Роман Кофман |
Роман Кофман избаловал публику и мастерством, и блестящей экстравагантностью. То с ним верный друг — утонченный Кремер, то Кармен-блондинка, то летающая тарелка в «Паяцах», то «Книга небытия» в газете. Чего он еще не делал, так это не бил витрину, чтобы поставить туда золотую ванну, полную вина. Впрочем, автограф Дали в личном архиве Кофмана тоже имеется. Но это не главное. Дирижер берет другим.
На минувшей неделе Кофман выступал с профессором Королевской академии музыки в Лондоне Григорием Жислиным и студенческим оркестром Национальной музыкальной академии Украины. Играли 5-ю симфонию Бетховена и ре-мажорный скрипичный концерт Чайковского. «Попса?» — «Ну-у!.. Вы же знаете Романа Исааковича!» Во время этого концерта его музыкальная звезда пребывала в зените.
Играть хрестоматийные произведения трудно. С ними знакомы все, и в то же время их не знает никто. А узнать мешает стереотип, ведь что должно звучать — от первого до последнего такта — знают все. В знаменитой симфонии Бетховена Кофман показал то, что обычно остается «за кадром» — подголоски, фон, паузы, тембровые реплики. Музыка преобразилась. Все хорошо представляют (по крайней мере по анекдоту о Моцарте), как Судьба стучится в дверь. Кофман же рассказывал о человеке, который оказался по другую сторону этой самой двери. В быстрой музыке появились «божественные длинноты». Слегка затягивая звуки-переходы между музыкальными фразами, дирижер выстроил всю первую часть с помощью жирных философских точек.

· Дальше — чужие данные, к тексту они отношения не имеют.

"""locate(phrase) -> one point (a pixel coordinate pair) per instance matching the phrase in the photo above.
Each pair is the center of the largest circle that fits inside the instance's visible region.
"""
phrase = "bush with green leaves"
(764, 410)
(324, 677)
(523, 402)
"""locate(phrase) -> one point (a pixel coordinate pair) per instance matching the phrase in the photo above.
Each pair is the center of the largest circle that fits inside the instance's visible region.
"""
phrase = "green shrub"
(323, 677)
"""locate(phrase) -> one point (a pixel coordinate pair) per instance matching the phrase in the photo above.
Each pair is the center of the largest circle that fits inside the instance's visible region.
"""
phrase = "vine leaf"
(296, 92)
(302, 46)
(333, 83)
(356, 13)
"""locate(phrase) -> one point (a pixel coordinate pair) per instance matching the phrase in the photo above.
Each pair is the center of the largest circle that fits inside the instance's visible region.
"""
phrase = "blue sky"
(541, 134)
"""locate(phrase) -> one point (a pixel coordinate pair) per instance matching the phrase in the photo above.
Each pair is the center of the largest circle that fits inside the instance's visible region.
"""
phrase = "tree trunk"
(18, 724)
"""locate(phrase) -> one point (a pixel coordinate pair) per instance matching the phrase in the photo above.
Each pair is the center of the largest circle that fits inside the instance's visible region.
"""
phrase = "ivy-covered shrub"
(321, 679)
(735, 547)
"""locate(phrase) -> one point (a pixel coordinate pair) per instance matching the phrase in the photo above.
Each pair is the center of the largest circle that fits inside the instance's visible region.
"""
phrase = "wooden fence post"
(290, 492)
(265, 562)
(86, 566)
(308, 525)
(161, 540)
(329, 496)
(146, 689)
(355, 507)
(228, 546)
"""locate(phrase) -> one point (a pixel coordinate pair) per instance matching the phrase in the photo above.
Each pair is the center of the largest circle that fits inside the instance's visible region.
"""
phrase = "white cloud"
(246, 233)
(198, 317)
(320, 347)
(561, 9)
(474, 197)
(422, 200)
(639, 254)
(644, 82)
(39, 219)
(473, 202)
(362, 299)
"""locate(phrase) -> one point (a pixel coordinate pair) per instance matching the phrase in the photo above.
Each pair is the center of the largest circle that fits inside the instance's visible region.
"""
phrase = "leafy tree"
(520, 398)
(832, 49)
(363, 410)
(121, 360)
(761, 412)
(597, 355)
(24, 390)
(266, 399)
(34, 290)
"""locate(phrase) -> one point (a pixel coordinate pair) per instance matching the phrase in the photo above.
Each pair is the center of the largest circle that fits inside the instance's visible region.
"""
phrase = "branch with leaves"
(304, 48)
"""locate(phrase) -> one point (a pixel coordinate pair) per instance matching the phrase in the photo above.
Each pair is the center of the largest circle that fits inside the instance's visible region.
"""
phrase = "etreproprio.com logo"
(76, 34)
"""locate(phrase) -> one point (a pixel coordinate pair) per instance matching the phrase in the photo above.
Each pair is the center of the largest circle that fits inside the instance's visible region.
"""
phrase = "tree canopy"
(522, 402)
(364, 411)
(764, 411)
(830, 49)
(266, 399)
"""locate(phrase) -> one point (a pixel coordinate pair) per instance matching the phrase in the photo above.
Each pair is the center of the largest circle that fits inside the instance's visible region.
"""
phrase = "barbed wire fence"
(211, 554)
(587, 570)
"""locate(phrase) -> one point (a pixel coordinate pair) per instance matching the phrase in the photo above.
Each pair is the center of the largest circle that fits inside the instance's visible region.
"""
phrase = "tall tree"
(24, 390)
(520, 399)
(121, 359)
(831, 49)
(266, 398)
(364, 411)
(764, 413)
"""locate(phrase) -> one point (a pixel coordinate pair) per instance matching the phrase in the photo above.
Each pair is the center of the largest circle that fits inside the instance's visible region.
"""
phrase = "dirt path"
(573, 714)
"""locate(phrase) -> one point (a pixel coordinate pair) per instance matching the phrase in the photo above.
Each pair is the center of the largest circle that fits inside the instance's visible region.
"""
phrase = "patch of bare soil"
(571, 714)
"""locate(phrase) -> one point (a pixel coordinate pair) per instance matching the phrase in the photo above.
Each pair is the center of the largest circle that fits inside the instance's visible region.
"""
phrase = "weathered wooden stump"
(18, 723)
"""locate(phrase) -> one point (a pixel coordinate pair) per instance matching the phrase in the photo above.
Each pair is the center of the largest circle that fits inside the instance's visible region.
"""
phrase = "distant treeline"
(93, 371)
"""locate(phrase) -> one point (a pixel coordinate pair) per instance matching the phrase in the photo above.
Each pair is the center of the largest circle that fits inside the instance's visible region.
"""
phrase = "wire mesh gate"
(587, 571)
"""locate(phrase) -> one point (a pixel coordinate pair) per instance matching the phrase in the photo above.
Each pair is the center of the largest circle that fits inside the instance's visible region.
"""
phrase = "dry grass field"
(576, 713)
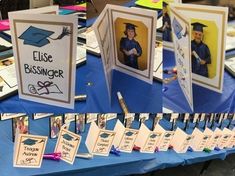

Вообще знаки препинания в интерпретации Кофмана превратились в символы содержания разделов симфонии. В трех последующих частях развивались темы многоточия, вопросительного и восклицательного знаков. Возникало впечатление диалога о смысле жизни, оправданности жертв во имя идеи, беспечной радости, которая подчас кажется страшнее и воинственнее многих траурных маршей. Риторический эффект подчеркивала и динамика. Дирижер мастерски лепил из звуковых масс типы людских высказываний. Даже такая абстрактная форма, как фуга (которая появляется в третьей части), преобразилась в пространный монолог человека, который, не зная, что ответить на очень простой и, главное, тихий вопрос, пустился в пространные и громкие разглагольствования.
Интерпретация Кофмана — не только новое, интересное прочтение 5-й симфонии, но и новый взгляд на личность Бетховена. Дирижер говорил со слушателем вовсе не об общеизвестном монстре, который «хватал Судьбу за глотку». Его герой — человек, умеющий думать и чувствовать, пытающийся разрешить противоречие между своими духовными запросами и реальностью. Возможно, поэтому в кофмановской трактовке появились и трагический фагот Чайковского, и инфернальный канкан Шостаковича — дирижер не только «услышал» музыку прошлого ушами человека XXI века, но и указал на вневременное качество вопросов, поставленных Бетховеным.
Кофмановское смелое отношение к классике оттенил виртуозный консерватизм Жислина. Концерт Чайковского Жислин играл как хороший аптекарь, строго по рецепту, отвешивая миллиграммы темповых отклонений и эмоциональных всплесков. Все, как это часто бывает у русских исполнителей, определял звук. Публика радовалась, как дети, которым в сотый раз разрешили посмотреть любимый мультик. Кофман тоже развлекался. Он удачно «вытянул» из оркестровой партии концерта оперные сцены и балет Петипа. Но самой блестящей находкой дирижера был фрагмент финала с валторнами, который напоминал раннего Стравинского. Как и в симфонии Бетховена, эта историческая аллюзия была не только интересна фонически, но и точна исторически. Как известно, Стравинский любил Чайковского и посвятил ему несколько своих сочинений.
Итак, «попса»? Или, может, вы знаете Романа Исааковича?